No sentís nada, nada. Te da la impresión de que hubieras leído el nombre de un desconocido en el obituario del periódico. Pero luego todo viene de golpe, como un mazazo furibundo en tu cabeza. Sentís que se te humedecen los ojos, y por orgullo mirás hacia el jardín evitando que tu primo y su esposa (que ha regresado) se enteren de lo que te ocurre. Tragás saliva y respirás profundo, mordiéndote la lengua hasta que el dolor supera las ganas de llorar y girándote de nuevo hacia tu primo y su mujer, como si nada hubiera pasado decís:
—Ah, perdonáme, pero antes de que se me olvide, me llamaste por teléfono y dijiste que tenías algo que darme.
—Que dicha que me lo recordás, sí. Esperáme, que ya vengo.
Recordás el pequeño cuerpo de Marcelo iluminado por la hoguera que habían hecho y se había salido de control, por lo que todos ayudaban a apagarla llevando agua del mar en baldes. Vos y tu primo apenas podían cargar uno entre los dos de lo pesado que era, por lo que Marcelo ayudaba levantando el balde desde abajo, pero se tambaleaba y perdía agua por el camino y cuando llegaban a la hoguera iba medio vacío.
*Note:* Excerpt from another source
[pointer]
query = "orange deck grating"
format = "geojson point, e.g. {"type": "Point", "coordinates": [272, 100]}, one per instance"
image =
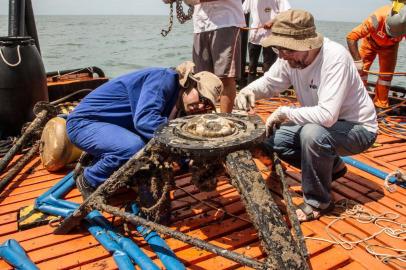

—Es una carta, y no me vas a creer de quién…
—¿De quién?
—¿Adiviná?
De pronto tu mente está en blanco, y luego tenés la sensación de que estás esperando un taxi bajo la lluvia.
—¿Cuántos años has esperado?
—No tengo idea.
Y luego al ver el sobre, una vez más se te hiela la sangre y sentís una debilidad en todo tu cuerpo. Ves como todo a tu alrededor se mueve, como si estuvieras ebrio, hasta que finalmente podés leer el nombre del remitente: Priscilla Rochels.